Japan plans police unit for isles disputed with China

Arleigh Burke-class guided-missile destroyer USS Mustin (DDG 89) transits in formation with Japan Maritime Self-Defense Force ships JS Kirisame (DD 104) and JS Asayuki (DD 132) during bilateral training in South China Sea.
Arleigh Burke-class guided-missile destroyer USS Mustin (DDG 89) transits in formation with Japan Maritime Self-Defense Force ships JS Kirisame (DD 104) and JS Asayuki (DD 132) during bilateral training in South China Sea.PHOTO: REUTERS

TOKYO (BLOOMBERG) - Japan plans to set up a new police unit covering islands disputed with China, public broadcaster NHK reported, which could step up pressure in a flash point with its neighbour.

Members of the unit will tackle any unauthorised landings in the southern prefecture of Okinawa, including on the disputed islands known as the Senkakus in Japan and the Diaoyus in China, NHK reported on Monday (Sept 2), without saying where it got the information.

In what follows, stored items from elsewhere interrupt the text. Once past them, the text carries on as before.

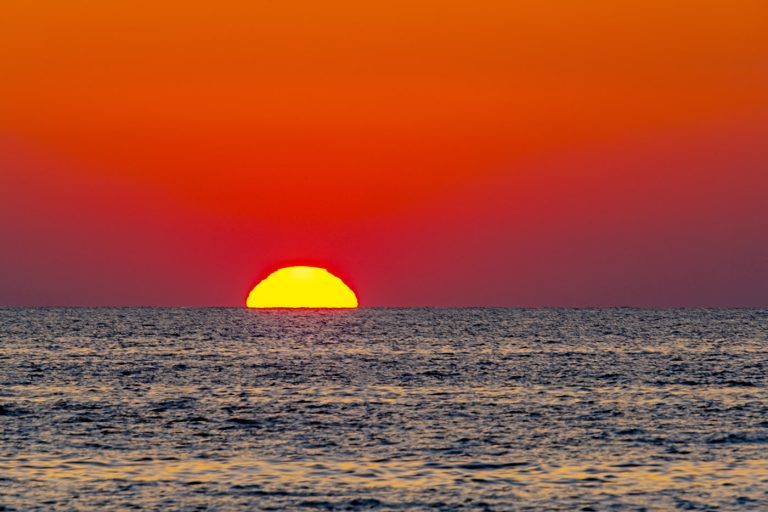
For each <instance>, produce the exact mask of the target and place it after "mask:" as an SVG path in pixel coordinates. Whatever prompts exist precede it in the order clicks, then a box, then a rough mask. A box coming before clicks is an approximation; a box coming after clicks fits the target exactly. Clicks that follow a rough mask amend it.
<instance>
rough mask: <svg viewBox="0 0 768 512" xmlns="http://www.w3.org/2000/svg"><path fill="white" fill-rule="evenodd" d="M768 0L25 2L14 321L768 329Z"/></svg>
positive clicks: (0, 85) (18, 143) (8, 299)
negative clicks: (708, 306)
mask: <svg viewBox="0 0 768 512" xmlns="http://www.w3.org/2000/svg"><path fill="white" fill-rule="evenodd" d="M766 141H768V2H765V0H727V1H726V0H678V1H676V2H669V1H668V0H642V1H634V0H622V1H616V0H611V1H608V0H583V1H580V2H574V1H572V0H515V1H509V0H504V1H482V0H472V1H448V0H440V1H436V0H435V1H433V0H408V1H402V0H388V1H386V2H383V1H382V2H379V1H378V0H371V1H366V2H360V1H352V0H349V1H346V0H345V1H336V0H328V1H323V2H319V1H316V0H311V1H310V0H281V1H272V0H259V1H252V0H247V1H246V0H218V1H216V2H212V1H200V0H184V1H181V0H164V1H157V0H132V1H130V2H128V1H121V0H117V1H114V2H102V1H96V0H69V1H67V2H62V1H60V0H6V1H4V2H3V5H2V16H0V305H18V306H25V305H40V306H43V305H82V306H91V305H93V306H108V305H109V306H111V305H147V306H241V305H243V304H244V301H245V297H246V295H247V293H248V291H249V290H250V287H251V285H252V284H253V283H254V281H255V280H257V279H258V278H259V277H261V276H263V274H264V272H265V271H266V270H267V269H272V268H276V267H278V266H280V265H282V264H293V263H296V264H316V265H319V266H324V267H327V268H329V269H330V270H331V271H333V272H334V273H337V274H338V275H340V276H342V277H343V278H344V279H345V280H346V281H347V282H348V283H349V284H350V285H351V286H352V287H353V288H354V289H355V291H356V292H357V294H358V296H359V299H360V304H361V305H362V306H520V307H529V306H579V307H581V306H585V307H586V306H648V307H671V306H758V307H760V306H762V307H765V306H768V236H766V233H768V143H766Z"/></svg>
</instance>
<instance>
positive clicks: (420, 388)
mask: <svg viewBox="0 0 768 512" xmlns="http://www.w3.org/2000/svg"><path fill="white" fill-rule="evenodd" d="M767 327H768V311H758V310H658V311H657V310H631V309H610V310H505V309H456V310H431V309H402V310H385V309H382V310H380V309H361V310H356V311H304V312H289V311H272V312H256V311H247V310H241V309H0V439H1V440H2V442H1V443H0V510H24V511H26V510H113V509H131V508H134V509H142V508H143V509H150V510H206V509H209V510H246V509H251V510H253V509H272V510H285V509H289V510H290V509H302V510H339V509H340V510H456V509H463V510H585V511H586V510H614V509H620V510H644V509H649V510H672V509H684V510H715V509H719V510H766V509H768V494H767V493H766V491H768V457H766V455H767V454H768V390H767V388H766V384H768V381H767V379H766V369H768V329H767Z"/></svg>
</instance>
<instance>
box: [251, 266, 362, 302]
mask: <svg viewBox="0 0 768 512" xmlns="http://www.w3.org/2000/svg"><path fill="white" fill-rule="evenodd" d="M245 304H246V306H247V307H249V308H356V307H357V296H356V295H355V292H353V291H352V290H351V289H350V288H349V286H347V285H346V284H345V283H344V281H342V280H341V279H339V278H338V277H336V276H334V275H333V274H331V273H330V272H328V271H327V270H326V269H324V268H318V267H285V268H281V269H280V270H277V271H275V272H273V273H271V274H270V275H269V276H268V277H267V278H266V279H264V280H263V281H261V282H260V283H259V284H257V285H256V286H255V287H254V288H253V290H251V293H249V294H248V299H247V300H246V303H245Z"/></svg>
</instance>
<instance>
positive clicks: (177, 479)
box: [0, 457, 768, 494]
mask: <svg viewBox="0 0 768 512" xmlns="http://www.w3.org/2000/svg"><path fill="white" fill-rule="evenodd" d="M504 466H507V465H505V464H503V463H502V464H499V463H497V462H494V463H488V464H481V463H473V464H462V463H457V464H446V463H441V464H436V463H435V464H431V463H428V462H427V463H425V462H424V461H418V460H398V461H322V462H318V461H280V460H271V459H263V460H262V459H250V458H236V457H235V458H230V459H227V460H213V459H189V460H181V461H163V460H140V461H135V462H124V463H120V464H112V463H110V462H109V461H106V460H90V461H80V460H68V459H56V458H37V459H35V458H33V457H19V458H17V459H15V460H5V461H0V470H1V471H2V474H3V475H4V477H6V478H12V479H18V480H37V481H42V482H47V483H49V484H51V485H55V484H56V482H68V483H79V484H84V483H90V484H94V485H98V483H99V482H103V481H109V480H112V481H124V482H180V483H184V482H189V481H195V482H227V483H228V484H231V485H249V484H253V483H259V484H264V485H268V486H273V487H276V488H280V487H291V486H296V485H304V484H306V485H313V486H316V487H334V486H341V487H354V488H368V489H371V490H373V489H379V488H399V489H404V490H412V491H419V490H425V489H428V488H432V487H446V486H448V487H450V486H455V485H461V486H465V487H466V486H469V487H472V486H476V487H482V486H483V484H484V483H491V484H499V483H503V484H506V485H513V486H517V487H518V488H519V489H518V491H519V492H526V490H527V492H531V493H536V494H541V493H548V492H555V491H558V492H559V491H560V490H562V486H563V485H567V486H577V487H593V488H596V487H599V488H602V489H603V490H610V489H611V488H617V487H623V488H632V490H633V491H637V492H657V491H661V490H675V489H688V490H690V488H691V487H692V486H693V487H695V486H707V487H709V492H710V493H712V492H713V491H716V490H717V488H723V492H728V493H732V492H733V488H734V487H744V488H748V487H752V486H755V485H758V482H760V481H765V480H766V479H768V460H766V459H756V460H744V461H740V462H739V463H738V465H734V464H723V463H720V462H715V461H710V462H687V461H669V462H666V463H653V464H645V465H641V464H632V463H624V464H622V463H618V462H617V463H615V464H610V465H527V464H525V463H520V464H516V463H511V464H509V465H508V466H509V467H504ZM726 488H727V489H728V490H727V491H726V490H725V489H726Z"/></svg>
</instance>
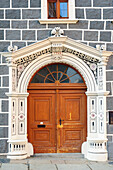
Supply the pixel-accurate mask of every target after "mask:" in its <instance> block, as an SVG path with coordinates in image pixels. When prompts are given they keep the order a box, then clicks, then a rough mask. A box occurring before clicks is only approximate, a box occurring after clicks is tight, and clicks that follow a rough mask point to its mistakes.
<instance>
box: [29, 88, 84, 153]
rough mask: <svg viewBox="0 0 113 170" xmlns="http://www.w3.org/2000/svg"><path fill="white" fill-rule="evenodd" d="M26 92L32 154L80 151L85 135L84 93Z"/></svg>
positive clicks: (74, 89)
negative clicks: (27, 107)
mask: <svg viewBox="0 0 113 170" xmlns="http://www.w3.org/2000/svg"><path fill="white" fill-rule="evenodd" d="M28 92H29V97H28V140H29V142H30V143H32V144H33V148H34V152H35V153H56V152H58V153H72V152H81V145H82V143H83V142H84V141H85V140H86V133H87V125H86V124H87V123H86V122H87V115H86V95H85V90H84V89H80V90H79V89H78V90H76V89H73V90H71V89H53V90H50V89H45V90H38V89H37V90H33V89H31V90H28Z"/></svg>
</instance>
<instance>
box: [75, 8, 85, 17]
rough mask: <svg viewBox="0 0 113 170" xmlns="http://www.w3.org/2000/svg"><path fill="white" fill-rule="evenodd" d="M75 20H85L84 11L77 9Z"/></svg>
mask: <svg viewBox="0 0 113 170" xmlns="http://www.w3.org/2000/svg"><path fill="white" fill-rule="evenodd" d="M75 18H78V19H84V9H75Z"/></svg>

Ties between China and Japan deteriorated to their worst point in decades after Japan purchased part of the disputed chain from a private owner in 2012. Relations have now returned to a relatively even keel, but coast guard and military vessels from both countries continue to follow one another around the islands.

In a sign of the easing ties, Mr Xi Jinping in June became the first Chinese president to visit Japan in nine years, and is expected to make a more formal state visit next year. China is Japan's largest trading partner.

Japan has already bolstered its military presence on the Ryukyu Islands, the chain that stretches from its main southwest island of Kyushu to waters northeast of Taiwan.

The new police unit will be established next year and members - to be armed with submachine guns - will receive special training, NHK said. The National Police Agency is seeking a budget for a large helicopter and an increase in personnel in Okinawa, the broadcaster added.

Activists from Hong Kong landed on the disputed islands and were arrested in 2012, according to NHK.